Published Oct 17, 2011 8:23 PM
From: Workers World
While demonstrations against austerity were going on in so many places, an unusual thing happened at the United Nations on Oct. 4. Both Russia and China cast vetoes against a resolution introduced by the governments of four European imperialist countries — Britain, France, Germany and Portugal — that would have opened the door to economic sanctions on Syria.
Only nine of the 15 members of the Security Council voted for the measure. Brazil, India, South Africa and Lebanon all abstained. The U.S. was the main force behind the resolution but did not formally sponsor it for fear that would stiffen opposition to the measure. Nevertheless, this effort to justify sanctions on Syria became “a diplomatic failure for the West,” in the words of the New York Times. (Oct. 5)

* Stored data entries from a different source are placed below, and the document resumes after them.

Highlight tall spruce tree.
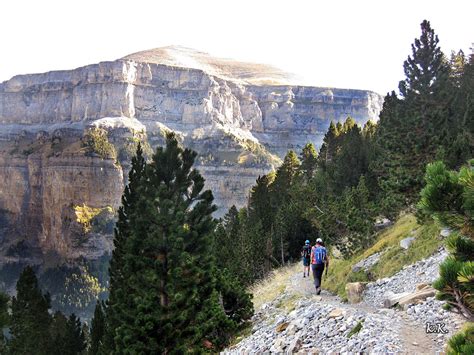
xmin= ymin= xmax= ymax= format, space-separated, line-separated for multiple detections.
xmin=10 ymin=266 xmax=52 ymax=355
xmin=104 ymin=134 xmax=244 ymax=353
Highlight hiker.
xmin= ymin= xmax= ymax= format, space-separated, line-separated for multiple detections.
xmin=311 ymin=238 xmax=328 ymax=295
xmin=301 ymin=240 xmax=311 ymax=277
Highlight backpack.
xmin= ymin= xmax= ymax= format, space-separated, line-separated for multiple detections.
xmin=312 ymin=246 xmax=327 ymax=264
xmin=302 ymin=245 xmax=311 ymax=259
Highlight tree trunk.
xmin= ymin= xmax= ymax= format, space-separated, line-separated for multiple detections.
xmin=280 ymin=234 xmax=284 ymax=265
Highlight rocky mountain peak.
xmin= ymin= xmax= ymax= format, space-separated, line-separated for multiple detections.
xmin=0 ymin=48 xmax=383 ymax=263
xmin=122 ymin=45 xmax=298 ymax=85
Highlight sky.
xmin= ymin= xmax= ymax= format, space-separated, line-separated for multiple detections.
xmin=1 ymin=0 xmax=472 ymax=95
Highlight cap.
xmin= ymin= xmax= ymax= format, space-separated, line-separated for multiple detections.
xmin=316 ymin=238 xmax=323 ymax=243
xmin=305 ymin=240 xmax=310 ymax=244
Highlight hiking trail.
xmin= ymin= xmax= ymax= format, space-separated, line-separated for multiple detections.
xmin=224 ymin=253 xmax=465 ymax=354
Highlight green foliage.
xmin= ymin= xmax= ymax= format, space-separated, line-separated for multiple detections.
xmin=299 ymin=143 xmax=318 ymax=181
xmin=39 ymin=265 xmax=102 ymax=316
xmin=104 ymin=136 xmax=251 ymax=353
xmin=447 ymin=322 xmax=474 ymax=355
xmin=74 ymin=205 xmax=114 ymax=234
xmin=418 ymin=160 xmax=474 ymax=321
xmin=10 ymin=266 xmax=52 ymax=355
xmin=118 ymin=136 xmax=153 ymax=163
xmin=215 ymin=269 xmax=253 ymax=324
xmin=89 ymin=301 xmax=106 ymax=355
xmin=370 ymin=20 xmax=474 ymax=213
xmin=348 ymin=320 xmax=364 ymax=338
xmin=0 ymin=292 xmax=9 ymax=353
xmin=82 ymin=127 xmax=117 ymax=160
xmin=49 ymin=311 xmax=87 ymax=355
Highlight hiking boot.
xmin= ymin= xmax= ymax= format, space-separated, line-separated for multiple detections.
xmin=315 ymin=286 xmax=320 ymax=294
xmin=303 ymin=274 xmax=306 ymax=278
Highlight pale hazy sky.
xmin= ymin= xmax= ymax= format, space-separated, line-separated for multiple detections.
xmin=1 ymin=0 xmax=472 ymax=95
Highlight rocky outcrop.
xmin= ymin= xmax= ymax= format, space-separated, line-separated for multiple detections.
xmin=0 ymin=46 xmax=383 ymax=263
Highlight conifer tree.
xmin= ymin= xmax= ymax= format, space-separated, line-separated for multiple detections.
xmin=0 ymin=292 xmax=9 ymax=353
xmin=249 ymin=174 xmax=275 ymax=231
xmin=102 ymin=143 xmax=145 ymax=352
xmin=65 ymin=313 xmax=87 ymax=355
xmin=10 ymin=266 xmax=52 ymax=355
xmin=49 ymin=311 xmax=69 ymax=354
xmin=318 ymin=121 xmax=339 ymax=169
xmin=89 ymin=301 xmax=106 ymax=355
xmin=372 ymin=20 xmax=450 ymax=211
xmin=105 ymin=134 xmax=245 ymax=353
xmin=399 ymin=20 xmax=446 ymax=99
xmin=418 ymin=160 xmax=474 ymax=321
xmin=299 ymin=143 xmax=318 ymax=181
xmin=271 ymin=150 xmax=300 ymax=207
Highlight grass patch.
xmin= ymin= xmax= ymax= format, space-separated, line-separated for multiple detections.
xmin=325 ymin=214 xmax=442 ymax=297
xmin=371 ymin=221 xmax=441 ymax=278
xmin=348 ymin=320 xmax=364 ymax=338
xmin=250 ymin=263 xmax=299 ymax=310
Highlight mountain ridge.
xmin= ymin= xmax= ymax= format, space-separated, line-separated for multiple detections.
xmin=0 ymin=46 xmax=382 ymax=272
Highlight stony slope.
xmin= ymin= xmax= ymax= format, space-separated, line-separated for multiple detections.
xmin=224 ymin=250 xmax=465 ymax=354
xmin=0 ymin=46 xmax=382 ymax=266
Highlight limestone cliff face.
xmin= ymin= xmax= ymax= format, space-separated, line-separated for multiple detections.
xmin=0 ymin=46 xmax=383 ymax=262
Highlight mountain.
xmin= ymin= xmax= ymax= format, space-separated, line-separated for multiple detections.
xmin=0 ymin=46 xmax=382 ymax=280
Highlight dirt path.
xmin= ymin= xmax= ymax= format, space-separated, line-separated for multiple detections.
xmin=287 ymin=270 xmax=439 ymax=354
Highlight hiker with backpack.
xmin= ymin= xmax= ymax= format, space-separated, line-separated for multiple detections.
xmin=301 ymin=240 xmax=311 ymax=277
xmin=311 ymin=238 xmax=328 ymax=295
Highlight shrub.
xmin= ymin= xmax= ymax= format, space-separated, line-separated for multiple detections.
xmin=447 ymin=322 xmax=474 ymax=355
xmin=418 ymin=160 xmax=474 ymax=321
xmin=82 ymin=127 xmax=116 ymax=160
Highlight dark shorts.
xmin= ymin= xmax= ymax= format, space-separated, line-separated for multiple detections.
xmin=303 ymin=257 xmax=310 ymax=266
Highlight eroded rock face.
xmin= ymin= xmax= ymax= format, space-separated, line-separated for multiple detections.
xmin=0 ymin=47 xmax=383 ymax=262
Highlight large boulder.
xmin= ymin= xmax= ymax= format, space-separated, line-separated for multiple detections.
xmin=345 ymin=282 xmax=367 ymax=304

Susan Rice, the U.S. ambassador to the U.N., said she was “outraged” over the vetoes.
Back in the day when there was a Soviet Union, vetoes by both sides were much more common. Since then, however, it has been the U.S. that has exercised its veto most frequently — voting five times since 2004 against Security Council resolutions that mildly criticized Israel’s oppression of the Palestinians, for example.
The U.S., Britain and France hold the record for double and even triple vetoes, according to Professor Stephen Zunes of the University of San Francisco. Zunes says there have been 23 double vetoes by the U.S. and Britain and 13 triple vetoes by the U.S., Britain and France, all imperialist countries with huge economic interests in Africa. Most of these vetoes, he pointed out, were in regard to sanctions and related matters involving South Africa, Namibia or Rhodesia in the 1970s and 1980s. (IPS, Oct. 5) The imperialist vetoes were an attempt to deny support for the national liberation struggles in these horribly repressive colonial settler-states.
So Rice’s “outrage” over this double veto by Russia and China is hypocritical, to say the least.
The U.S. ruling class is once again using the issue of “human rights” as a cover for its schemes for regime change in the oil-rich Middle East and North Africa.
Just last March, Washington was able to get a resolution through the Security Council that supposedly was to save lives in Libya. U.S. Ambassador Rice said creating “no-fly zones” over that country was to “protect Libyan civilians.”
The countries that vetoed the current resolution on Syria had only abstained on that vote, which allowed it to pass. That resolution was then used as justification by the U.S. and NATO to launch a full-scale air war against the Libyan government, freeze billions of dollars of its assets, and lavish money on the mercenary army that they call the “rebels.”
After nine months of devastating aerial bombardment to assist their mercenaries’ ground offensives, NATO still has not been able to overcome the Libyan people’s resistance.
In casting their vetoes this time, both China and Russia, determined not to repeat their earlier mistake, referred to how the vote on Libya had been used as justification for war.
What does all this mean for the Syrian people?
The Secretary General of the National Committee for the Unity of Syrian Communists, Qadri Jamil, led a delegation of Syrian progressives to Moscow on Oct. 10 to thank Russia for its veto preventing foreign interference in Syrian affairs.
Jamil said, “Noninterference opens the road for peaceful ways of resolving the crisis and carrying out reforms by Syrian means and gives the people’s movement an opportunity to get what they want.” (Ria Novosti, Oct. 6)
Also in the delegation was Ali Haidar, leader of the Syrian Social Nationalist Party. “A lot has been said about Syria, but it does not reflect the real situation. We operate in all provinces of our country and we know what is going on there,” he said. He denied that the double veto of the U.N. resolution helped the regime of President Bashar al-Assad. “The veto of the Security Council resolution is a shield for the people’s movement,” Haidar said.
Whatever influence these groups may have in Syria, this is a far superior position to that taken 10 years ago by the Iraqi Communist Party when the U.S. threatened invasion. That party failed to oppose the imperialist intervention that overthrew Saddam Hussein, only to impose a neocolonial regime on that country.